Kaya Turski has seen it all in the world of women's slopestyle skiing, until this year's newly-minted Dew Tour, that is.

Kaya Turski has seen it all in the world of women’s slopestyle skiing, until this year’s newly-minted Dew Tour, that is. Photo: Durso (click to enlarge)

From 2010 through 2014, Kaya Turski was virtually untouchable in women's slopestyle skiing. The Montreal native won Dew Tour titles, World Championships, and eight straight X Games slopestyle events (including Aspen and Tignes) on her way to putting women's slopestyle on a new pedestal.

But the hard hits that come along the rise to the top eventually caught up with Turski, and the slope legend has struggled in recent years to stay healthy, and, more importantly, stay mentally attached to the sport she helped develop.

After a few years absence, Turski has climbed her way back to the Dew Tour stage, but she returns to a different slopestyle realm, one dominated by women barely half her 28 years.

We sat down with Turski before competition kicks at Dew Tour Breckenridge 2016 kicks off to hear about the new faces of women's slopestyle and how a new event format has the Canadian pushing her creative envelope.

How do you like this new format? It's kind of got a rail jam and big air feel to it, right?

I'm pretty excited about it, I feel like it's a cool kickoff for the season. Especially since weather has been a little tricky this week, it just makes things easier to split it up and it seems more like a jam format, which to me personally is a lot more fun.

Sometimes it can get really serious up in a start gate at a slope course and it just seems super fun. Everyone is gathering at the rail section, people are hiking, the energy is great, and people are connecting. It's the perfect kickoff to the season.

So you have this history in inline skating, how do you think that works to your advantage with this new creative jib section?

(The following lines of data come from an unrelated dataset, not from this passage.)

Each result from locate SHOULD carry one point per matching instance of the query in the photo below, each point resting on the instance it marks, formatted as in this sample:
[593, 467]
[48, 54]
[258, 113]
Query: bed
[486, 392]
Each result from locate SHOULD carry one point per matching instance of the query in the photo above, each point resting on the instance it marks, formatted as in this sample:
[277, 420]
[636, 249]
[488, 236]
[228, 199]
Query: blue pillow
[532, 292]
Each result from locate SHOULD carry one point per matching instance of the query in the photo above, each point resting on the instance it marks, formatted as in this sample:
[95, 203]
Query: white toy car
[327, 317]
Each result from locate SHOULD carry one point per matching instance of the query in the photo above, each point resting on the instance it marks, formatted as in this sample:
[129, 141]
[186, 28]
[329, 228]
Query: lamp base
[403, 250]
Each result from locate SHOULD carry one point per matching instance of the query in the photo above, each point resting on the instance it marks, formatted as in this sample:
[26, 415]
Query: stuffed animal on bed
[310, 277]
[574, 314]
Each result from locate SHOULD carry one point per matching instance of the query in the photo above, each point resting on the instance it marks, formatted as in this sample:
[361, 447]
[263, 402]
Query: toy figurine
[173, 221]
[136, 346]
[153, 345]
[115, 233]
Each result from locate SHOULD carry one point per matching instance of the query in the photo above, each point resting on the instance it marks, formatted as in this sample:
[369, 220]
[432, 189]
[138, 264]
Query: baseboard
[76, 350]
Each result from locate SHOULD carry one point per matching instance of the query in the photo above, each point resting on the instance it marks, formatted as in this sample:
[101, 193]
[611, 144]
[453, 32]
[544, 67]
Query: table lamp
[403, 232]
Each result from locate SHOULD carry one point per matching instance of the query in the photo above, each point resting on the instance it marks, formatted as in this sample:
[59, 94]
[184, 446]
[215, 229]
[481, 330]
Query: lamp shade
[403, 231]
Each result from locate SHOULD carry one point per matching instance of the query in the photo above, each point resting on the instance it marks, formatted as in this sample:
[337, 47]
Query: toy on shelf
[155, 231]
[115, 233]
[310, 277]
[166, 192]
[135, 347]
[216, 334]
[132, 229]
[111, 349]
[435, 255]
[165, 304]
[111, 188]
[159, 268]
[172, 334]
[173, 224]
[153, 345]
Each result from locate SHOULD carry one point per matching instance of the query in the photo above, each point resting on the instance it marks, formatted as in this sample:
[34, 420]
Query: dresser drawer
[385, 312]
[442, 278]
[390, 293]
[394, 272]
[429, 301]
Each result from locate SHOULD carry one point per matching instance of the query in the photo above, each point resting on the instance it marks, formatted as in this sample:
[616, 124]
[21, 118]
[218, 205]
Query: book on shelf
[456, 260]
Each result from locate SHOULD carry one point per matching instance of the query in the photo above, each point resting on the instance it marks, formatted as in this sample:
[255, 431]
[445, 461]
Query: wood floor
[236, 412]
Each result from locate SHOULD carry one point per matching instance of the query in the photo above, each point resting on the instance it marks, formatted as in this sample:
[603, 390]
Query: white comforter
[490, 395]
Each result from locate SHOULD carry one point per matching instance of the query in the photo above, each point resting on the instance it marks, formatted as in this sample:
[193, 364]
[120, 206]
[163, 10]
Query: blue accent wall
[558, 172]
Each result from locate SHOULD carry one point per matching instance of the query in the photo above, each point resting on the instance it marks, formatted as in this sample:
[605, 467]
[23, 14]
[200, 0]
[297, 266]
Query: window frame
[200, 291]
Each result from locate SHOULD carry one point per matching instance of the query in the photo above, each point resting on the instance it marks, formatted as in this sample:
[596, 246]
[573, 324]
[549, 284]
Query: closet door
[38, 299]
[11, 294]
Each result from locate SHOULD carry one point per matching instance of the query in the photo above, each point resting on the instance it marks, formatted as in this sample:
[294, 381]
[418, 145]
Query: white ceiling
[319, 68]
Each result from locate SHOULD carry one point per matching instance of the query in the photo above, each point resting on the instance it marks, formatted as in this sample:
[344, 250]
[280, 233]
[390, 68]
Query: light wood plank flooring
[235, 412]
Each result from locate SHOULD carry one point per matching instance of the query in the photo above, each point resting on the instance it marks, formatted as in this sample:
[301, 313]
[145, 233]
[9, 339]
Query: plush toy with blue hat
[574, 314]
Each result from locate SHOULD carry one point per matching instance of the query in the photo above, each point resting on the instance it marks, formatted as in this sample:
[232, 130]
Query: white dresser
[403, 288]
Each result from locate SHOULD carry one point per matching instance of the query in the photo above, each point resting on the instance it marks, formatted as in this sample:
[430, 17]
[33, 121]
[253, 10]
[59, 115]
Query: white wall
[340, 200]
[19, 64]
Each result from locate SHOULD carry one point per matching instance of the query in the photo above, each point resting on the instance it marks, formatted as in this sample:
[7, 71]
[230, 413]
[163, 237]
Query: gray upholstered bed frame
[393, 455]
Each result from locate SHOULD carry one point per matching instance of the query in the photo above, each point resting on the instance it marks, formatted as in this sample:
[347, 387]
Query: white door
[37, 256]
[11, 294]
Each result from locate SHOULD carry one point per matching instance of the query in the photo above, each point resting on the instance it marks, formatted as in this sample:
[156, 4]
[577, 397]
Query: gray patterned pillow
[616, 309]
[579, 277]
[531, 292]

It's great; rails have always been where I'm comfortable. I've always liked to play around on rails; I've always approached them with a fun outlook as opposed to scary. I think that's just because I've skated or skied rails my whole life basically. I think this is a really fun course, I'm having a blast out there, and I think rollerblading has definitely played a part in that.

You've been competing (and winning) at the highest level for a while now, what do you think of the state of women's slopestyle in 2016? Did you ever think it would be here?

Well, I was winning a lot back in the day. I took a couple of years off and it's been really interesting to come back in the game and see the progression that's taken place in the last two years while I was away.

It's crazy because I'm like double the age of some of the girls out there. It's really cool, it's really cool to stand among them in the start gate and feel the energy. They are the next wave, the next generation pushing the sport and it's great to feel like I played a part in that progression. I haven't competed at Dew Tour for a while now, so it's great to be back.

What it's like to stand next to some of these younger competitors that might have been influenced by you at some point along the way?

I mean it's still competitive a little bit—that's the nature of what we're doing—but it's also that I really love about our sport, that the camaraderie is strong. There's the spirit of helping each other out.

I always joke, but it's not really a joke, Kelly [Sildaru] is literally half my age and it's really interesting to see her out there. She could be my daughter basically and she' killing it.

I don't want to assume that I inspired them, but if that was the case, even a little bit, that's really flattering.

What is it mean personally to come back to Dew Tour?

My god, I've had the roughest two years. I've been debating about how honest I want to be, but I've been struggling with my health, a few components of it. My head, neck, my knees, have all been through the ringer, but I've worked as hard as I can to get back and to be honest I'm really happy to be here and to be able to ski. Just to be part of the game again. Where that takes me we'll see, but it's an honor to even partake.

Does this feel like a final lap or is there more you want to bring to the table?

I think it's both. I recognize that I'm not going to be doing this forever and I think that taking time off was humbling in a way. It was good for me to step out of the scene and see that I am my own person without skiing. I have my life outside of skiing, I have an identity, which is sometimes a tricky thing when we're skiing so much growing up and all we know is sport.

It's not going to be forever, but I've also been working on some cool stuff and I think that I still have some cool shit to offer.